2021-05-24 12:58:04 | ビジネス

先週、実家(米子市)に帰省していた。
この「コロナ禍」での帰省は、ためらう要素が多かったのだが、高齢の独居老人である父の様子を定期的に見る事で、数カ月前にできていた動作がしにくくなった、あるいはできなくなったという状況を把握する必要もあったため、半年ぶりの帰省をした。

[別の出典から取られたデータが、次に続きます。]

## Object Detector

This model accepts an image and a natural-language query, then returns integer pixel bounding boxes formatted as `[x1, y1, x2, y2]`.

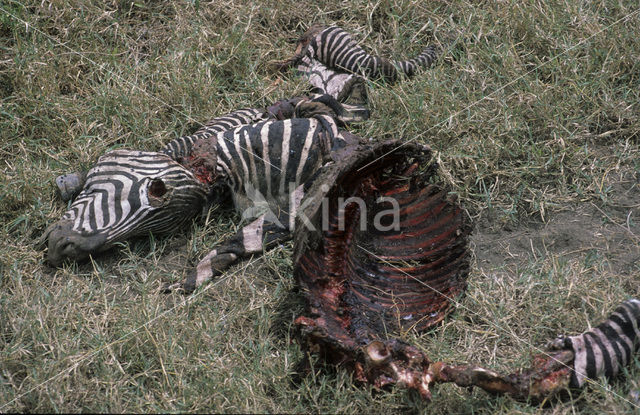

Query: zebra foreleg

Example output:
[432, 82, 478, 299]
[182, 214, 291, 294]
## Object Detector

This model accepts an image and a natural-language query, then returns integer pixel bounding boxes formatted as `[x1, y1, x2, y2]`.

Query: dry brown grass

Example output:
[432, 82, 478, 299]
[0, 0, 640, 413]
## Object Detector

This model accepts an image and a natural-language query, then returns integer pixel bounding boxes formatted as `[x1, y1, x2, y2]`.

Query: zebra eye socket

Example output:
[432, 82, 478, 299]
[149, 179, 167, 198]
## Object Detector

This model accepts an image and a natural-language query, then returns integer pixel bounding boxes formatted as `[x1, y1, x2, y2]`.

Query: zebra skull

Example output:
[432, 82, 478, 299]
[42, 150, 208, 266]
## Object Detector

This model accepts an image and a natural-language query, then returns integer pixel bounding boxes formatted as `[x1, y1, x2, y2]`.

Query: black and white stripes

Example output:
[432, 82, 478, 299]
[550, 298, 640, 388]
[63, 150, 206, 242]
[160, 108, 268, 160]
[306, 26, 437, 82]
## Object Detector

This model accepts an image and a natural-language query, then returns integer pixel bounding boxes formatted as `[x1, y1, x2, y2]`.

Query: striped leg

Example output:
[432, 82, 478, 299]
[182, 214, 291, 294]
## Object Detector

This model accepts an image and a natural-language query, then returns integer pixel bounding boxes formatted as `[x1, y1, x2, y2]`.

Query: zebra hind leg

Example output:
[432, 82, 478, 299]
[164, 214, 291, 294]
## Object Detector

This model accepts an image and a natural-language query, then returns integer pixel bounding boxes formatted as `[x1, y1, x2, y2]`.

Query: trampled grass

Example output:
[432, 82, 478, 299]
[0, 0, 640, 413]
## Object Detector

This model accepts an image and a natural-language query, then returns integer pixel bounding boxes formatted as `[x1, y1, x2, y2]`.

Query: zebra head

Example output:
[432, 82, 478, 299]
[42, 150, 207, 266]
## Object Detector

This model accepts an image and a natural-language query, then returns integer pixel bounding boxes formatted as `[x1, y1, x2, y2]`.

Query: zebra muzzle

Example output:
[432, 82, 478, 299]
[43, 219, 107, 267]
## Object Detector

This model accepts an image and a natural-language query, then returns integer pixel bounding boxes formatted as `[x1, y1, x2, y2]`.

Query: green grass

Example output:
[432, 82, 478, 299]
[0, 0, 640, 413]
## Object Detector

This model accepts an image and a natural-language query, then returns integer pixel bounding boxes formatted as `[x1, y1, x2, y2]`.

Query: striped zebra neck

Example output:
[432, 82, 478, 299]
[160, 108, 269, 161]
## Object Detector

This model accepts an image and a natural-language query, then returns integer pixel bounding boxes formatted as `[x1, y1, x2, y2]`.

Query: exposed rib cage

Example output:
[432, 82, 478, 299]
[294, 142, 470, 347]
[160, 108, 268, 160]
[307, 26, 437, 82]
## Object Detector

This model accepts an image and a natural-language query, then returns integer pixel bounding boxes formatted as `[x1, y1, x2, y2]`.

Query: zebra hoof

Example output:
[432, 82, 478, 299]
[56, 172, 85, 202]
[162, 282, 184, 294]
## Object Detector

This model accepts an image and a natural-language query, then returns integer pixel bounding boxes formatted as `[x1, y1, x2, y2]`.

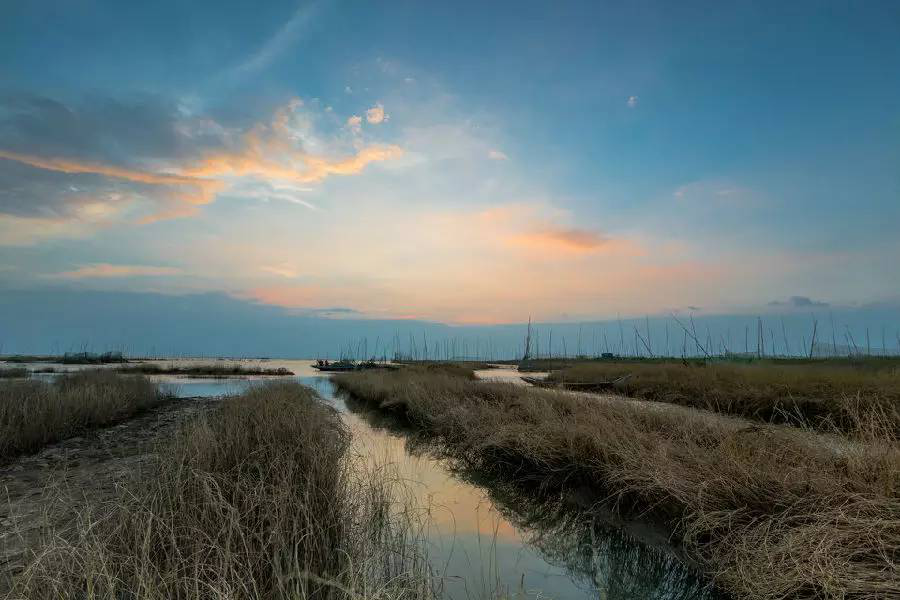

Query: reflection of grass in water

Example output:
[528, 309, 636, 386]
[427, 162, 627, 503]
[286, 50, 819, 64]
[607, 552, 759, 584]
[463, 473, 716, 600]
[116, 363, 294, 377]
[7, 383, 439, 600]
[345, 396, 716, 600]
[335, 371, 900, 600]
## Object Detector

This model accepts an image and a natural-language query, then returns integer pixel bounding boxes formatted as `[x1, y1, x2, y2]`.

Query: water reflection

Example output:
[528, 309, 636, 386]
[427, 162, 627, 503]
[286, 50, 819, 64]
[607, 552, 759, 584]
[345, 398, 719, 600]
[3, 361, 715, 600]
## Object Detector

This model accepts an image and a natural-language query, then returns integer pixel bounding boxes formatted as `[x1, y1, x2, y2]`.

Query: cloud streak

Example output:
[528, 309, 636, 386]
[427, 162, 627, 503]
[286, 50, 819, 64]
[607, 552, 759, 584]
[53, 263, 182, 279]
[0, 100, 403, 224]
[233, 2, 319, 76]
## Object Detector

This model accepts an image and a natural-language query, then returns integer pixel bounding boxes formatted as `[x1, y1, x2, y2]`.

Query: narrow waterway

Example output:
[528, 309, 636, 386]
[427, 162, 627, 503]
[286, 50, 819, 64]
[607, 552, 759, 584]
[5, 360, 714, 600]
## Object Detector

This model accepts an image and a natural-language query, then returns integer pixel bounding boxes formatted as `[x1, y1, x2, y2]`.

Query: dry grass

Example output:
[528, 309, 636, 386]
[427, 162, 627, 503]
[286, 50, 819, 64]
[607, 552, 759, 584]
[9, 383, 434, 600]
[116, 363, 294, 377]
[0, 370, 169, 463]
[0, 367, 29, 379]
[550, 361, 900, 435]
[335, 372, 900, 600]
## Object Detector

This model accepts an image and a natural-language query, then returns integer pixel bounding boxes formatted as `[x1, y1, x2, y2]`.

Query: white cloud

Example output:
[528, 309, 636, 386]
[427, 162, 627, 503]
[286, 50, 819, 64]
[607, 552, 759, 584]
[366, 102, 389, 125]
[53, 263, 182, 279]
[347, 115, 362, 133]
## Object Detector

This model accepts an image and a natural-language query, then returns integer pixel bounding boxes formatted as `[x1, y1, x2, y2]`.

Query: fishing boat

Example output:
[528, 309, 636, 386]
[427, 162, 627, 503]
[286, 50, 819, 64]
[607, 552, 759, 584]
[312, 360, 358, 373]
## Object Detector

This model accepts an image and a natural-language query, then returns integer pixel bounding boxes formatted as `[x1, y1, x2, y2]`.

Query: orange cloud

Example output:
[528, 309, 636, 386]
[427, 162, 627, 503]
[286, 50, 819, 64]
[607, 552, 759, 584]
[180, 102, 403, 183]
[511, 228, 615, 253]
[0, 100, 403, 223]
[54, 263, 181, 279]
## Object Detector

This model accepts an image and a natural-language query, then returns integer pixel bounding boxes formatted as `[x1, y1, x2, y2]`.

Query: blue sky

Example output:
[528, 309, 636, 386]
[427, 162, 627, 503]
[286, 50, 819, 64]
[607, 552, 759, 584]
[0, 1, 900, 338]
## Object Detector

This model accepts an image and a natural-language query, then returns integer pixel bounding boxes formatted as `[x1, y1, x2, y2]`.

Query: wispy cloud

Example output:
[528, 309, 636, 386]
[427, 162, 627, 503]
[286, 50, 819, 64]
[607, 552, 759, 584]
[52, 263, 182, 279]
[259, 263, 300, 279]
[366, 102, 390, 125]
[511, 226, 613, 253]
[232, 2, 319, 76]
[347, 115, 362, 133]
[0, 99, 403, 223]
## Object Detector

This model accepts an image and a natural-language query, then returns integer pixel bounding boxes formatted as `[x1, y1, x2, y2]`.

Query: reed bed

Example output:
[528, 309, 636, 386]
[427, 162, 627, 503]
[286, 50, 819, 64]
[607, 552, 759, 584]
[0, 370, 169, 463]
[335, 371, 900, 600]
[549, 361, 900, 436]
[9, 383, 436, 600]
[0, 367, 29, 379]
[116, 363, 294, 377]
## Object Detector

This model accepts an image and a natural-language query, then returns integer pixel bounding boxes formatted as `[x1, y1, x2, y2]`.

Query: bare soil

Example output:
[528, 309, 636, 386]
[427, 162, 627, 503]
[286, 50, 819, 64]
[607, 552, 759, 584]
[0, 398, 220, 584]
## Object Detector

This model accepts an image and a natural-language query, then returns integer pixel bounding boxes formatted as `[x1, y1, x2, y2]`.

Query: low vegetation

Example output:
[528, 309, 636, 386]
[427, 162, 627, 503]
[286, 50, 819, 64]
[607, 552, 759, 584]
[0, 369, 168, 463]
[548, 360, 900, 435]
[116, 363, 294, 377]
[0, 367, 29, 379]
[4, 352, 128, 365]
[335, 371, 900, 600]
[11, 383, 435, 600]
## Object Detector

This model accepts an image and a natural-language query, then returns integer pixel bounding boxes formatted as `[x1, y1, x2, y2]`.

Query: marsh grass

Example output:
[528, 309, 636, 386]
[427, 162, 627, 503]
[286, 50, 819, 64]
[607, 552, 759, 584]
[116, 363, 294, 377]
[0, 370, 169, 463]
[9, 383, 436, 600]
[548, 360, 900, 436]
[335, 371, 900, 600]
[0, 367, 29, 379]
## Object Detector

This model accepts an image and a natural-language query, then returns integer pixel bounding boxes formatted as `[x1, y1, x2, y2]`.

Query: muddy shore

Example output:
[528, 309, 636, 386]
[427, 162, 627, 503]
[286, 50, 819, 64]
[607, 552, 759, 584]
[0, 398, 220, 584]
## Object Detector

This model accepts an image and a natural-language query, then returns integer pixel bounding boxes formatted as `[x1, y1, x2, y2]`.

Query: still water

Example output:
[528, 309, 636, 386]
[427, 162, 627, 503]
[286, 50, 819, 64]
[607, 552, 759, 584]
[7, 359, 715, 600]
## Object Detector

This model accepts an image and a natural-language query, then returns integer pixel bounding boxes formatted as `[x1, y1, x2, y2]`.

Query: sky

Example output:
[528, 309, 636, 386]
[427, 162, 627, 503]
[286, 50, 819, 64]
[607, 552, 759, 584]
[0, 0, 900, 354]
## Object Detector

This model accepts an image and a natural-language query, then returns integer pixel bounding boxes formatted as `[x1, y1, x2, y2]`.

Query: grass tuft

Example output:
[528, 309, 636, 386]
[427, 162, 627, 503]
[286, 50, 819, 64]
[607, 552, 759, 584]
[0, 370, 169, 463]
[334, 371, 900, 600]
[549, 361, 900, 436]
[6, 383, 434, 600]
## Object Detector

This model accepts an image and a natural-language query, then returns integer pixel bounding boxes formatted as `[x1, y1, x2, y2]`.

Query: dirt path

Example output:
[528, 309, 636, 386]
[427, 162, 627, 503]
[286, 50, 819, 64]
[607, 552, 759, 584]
[0, 398, 220, 584]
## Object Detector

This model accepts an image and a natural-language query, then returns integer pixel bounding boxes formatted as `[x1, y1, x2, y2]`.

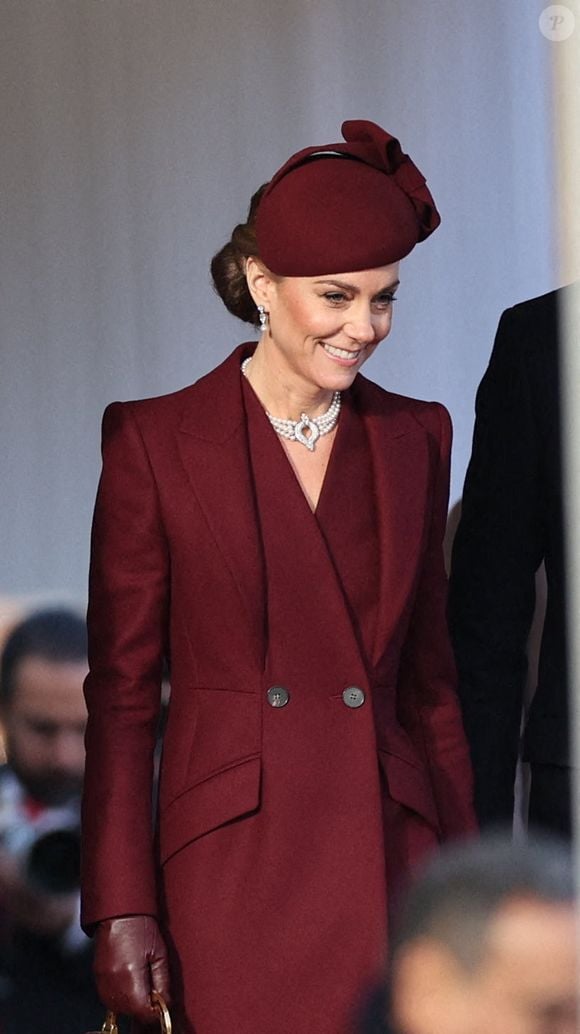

幸いな事に、90歳を超えても認知の面では変わる事が無かったのだが、以前から患っていた右目の緑内障が進行し、大好きな時代小説を読まなくなっていた。
時代小説だけではなく、毎日読んでいる新聞でさえ流し読みどころか、見出しを見る程度だった。
テレビのニュースにしても、自分の生活に関係するローカルニュースは興味があるのに、全国ニュースになると興味が薄らぐような処も見られた。
もちろん、ニュースの中心が「オリンピックとコロナ」ばかりで、大きな変化が感じられないという点も、興味が薄らいでいる要因かもしれない。

そのような父の生活状況を見ながら、今から父の生活に必要なサポートは何か?ということを考え、行政にお願いすること、家族がサポートすることなどを準備することになる。
その中で感じた事が「高齢者社会におけるメディア」ということだった。

実家の父の場合、上述したように「緑内障」の為「見難い」という状況になっている。
聴覚の問題が無いということもあるのだが、高齢者向けの音声メディア=ラジオなどの充実が、これから重要になってくるのでは?という気がしたのだ。
もちろん、ここ数年で「ラジオ」というメディアそのものが、大きく変ってきている。
それは「Radiko」の登場によって「いつでも・どこでも・お気に入りの番組を聞くことができる」ことが、できるようになった事が大きいだろう。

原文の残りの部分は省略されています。